Imputata oggi è la Chiesa.
Si comincia con gli acquedotti, e in particolare il Claudio, che è di sicuro il più maestoso e bello di tutti: una perfetta opera d’arte ingegneristica messa insieme con massicci conci di tufo tagliati tanto bene che ancora adesso quelli che rimangono sembrano saldati e non ci si infila una formica, figuriamoci uno scalpello.
Passa un secolo, ne passa un altro; gli archi, per quanto ben costruiti, cominciano a vacillare ed ecco rendersi indispensabili i muri di rinforzo in mattoni e malta che ne rovinano l’estetica ma li tengono in piedi.
Man mano che il mondo imbarbarito diventa sempre più miserabile, quei massi tagliati così bene si trasformano in un ghiotto bottino per tutti. E allora, vostro onore, il reo, la Camera Apostolica che ne è diventata proprietaria, prende la brutta abitudine di vendersi un arco di qua, due di là, al migliore offerente, che naturalmente li smantella da cima a fondo.
I rinforzi di mattoni, inutilizzabili, rimangono ma i bei tufi cominciano a scomparire con destinazioni varie, più o meno nobili.
Ed ecco la prova definitiva della grande rapina: un tratto della struttura, dove gli archi originali sono scomparsi lasciando la loro impronta in negativo sui muri di emergenza costruiti per sostenerli, su cui si vede ancora il disegno dei tufi così ben tagliati e poi strappati via.
Un lavoro di giganti sbriciolato da insolenti implacabili formiche.
E adesso riparliamo di colonne, perché anche loro non hanno finito di soffrire.

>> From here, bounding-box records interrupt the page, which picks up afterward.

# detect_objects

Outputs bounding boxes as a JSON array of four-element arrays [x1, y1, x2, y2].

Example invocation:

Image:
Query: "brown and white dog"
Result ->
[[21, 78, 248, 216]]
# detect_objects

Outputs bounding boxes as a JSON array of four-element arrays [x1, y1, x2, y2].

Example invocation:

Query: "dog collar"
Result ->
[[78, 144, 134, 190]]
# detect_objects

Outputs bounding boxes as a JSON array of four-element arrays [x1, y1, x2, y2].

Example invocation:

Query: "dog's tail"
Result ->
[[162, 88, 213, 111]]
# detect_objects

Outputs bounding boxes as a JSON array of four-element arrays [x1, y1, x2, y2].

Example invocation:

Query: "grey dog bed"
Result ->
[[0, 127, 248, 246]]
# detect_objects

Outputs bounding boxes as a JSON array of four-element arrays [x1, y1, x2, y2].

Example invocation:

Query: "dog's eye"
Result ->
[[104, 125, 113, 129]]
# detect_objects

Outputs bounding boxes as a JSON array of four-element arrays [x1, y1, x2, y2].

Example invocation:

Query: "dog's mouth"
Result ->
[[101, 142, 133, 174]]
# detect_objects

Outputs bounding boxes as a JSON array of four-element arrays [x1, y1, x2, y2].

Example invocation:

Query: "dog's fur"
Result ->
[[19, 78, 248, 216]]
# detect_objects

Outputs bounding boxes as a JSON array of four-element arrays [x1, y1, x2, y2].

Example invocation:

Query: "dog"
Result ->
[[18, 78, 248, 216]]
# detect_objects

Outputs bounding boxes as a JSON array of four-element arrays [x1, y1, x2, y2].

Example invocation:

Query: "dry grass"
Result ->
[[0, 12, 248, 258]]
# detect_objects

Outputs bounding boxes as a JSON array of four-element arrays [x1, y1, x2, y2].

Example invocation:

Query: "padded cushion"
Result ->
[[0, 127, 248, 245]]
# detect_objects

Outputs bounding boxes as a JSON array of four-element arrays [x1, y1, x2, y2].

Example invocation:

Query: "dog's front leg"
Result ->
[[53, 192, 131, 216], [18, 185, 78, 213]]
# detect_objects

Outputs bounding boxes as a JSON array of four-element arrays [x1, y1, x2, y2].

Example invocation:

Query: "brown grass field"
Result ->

Diventate stipiti d’ingresso alle chiese, la loro meravigliosa superficie lucidata da pazienti carezze di passati marmisti (anche loro poveri schiavi, probabilmente) è stata nei secoli trapanata senza la pietà cristiana che avrebbe meritato per infilarci i sostegni di cancelli e portoni. Chiusure che naturalmente nel tempo cambiavano forma e misura, per cui giù nuove perforazioni senza neanche pensare di otturare le vecchie (qui siamo a S. Vitale a Roma).
Altre colonne finivano affettate per lungo e interrate a segnare il limite sacro. Certo che marcare l’ingresso nella casa del Signore è un nobile compito, ma poteva anche essere affidato a pietre comuni. Il fatto è che siccome bastava scavare nei dintorni per trovare una colonna bell’e pronta, allora, evidentemente, la tentazione diventava troppo forte…
E poi, specialmente dopo la furia moralizzatrice scatenata dal Concilio di Trento, sono partite le spedizioni punitive contro qualsiasi accenno a nudità e, Dio ne scampi, esibizioni di attributi genitali, perfino del genere dichiaratamente inoffensivo proprio a putti e angioletti.
E qui, sfiorando il ridicolo con l’obliterazione materiale dei succitati attributi tramite pennello e scalpello, la smania iconoclastica della chiesa ha fatto non pochi danni a pitture e statue (pensate alle braghe imposte al Giudizio Universale di Michelangelo e date un’occhiata a questo povero putto mutilato e rattoppato di Santa Maria dell’Anima) senza salvare, ci scommettiamo, dal fuoco dell’inferno neanche l’ultimo dei peccatori.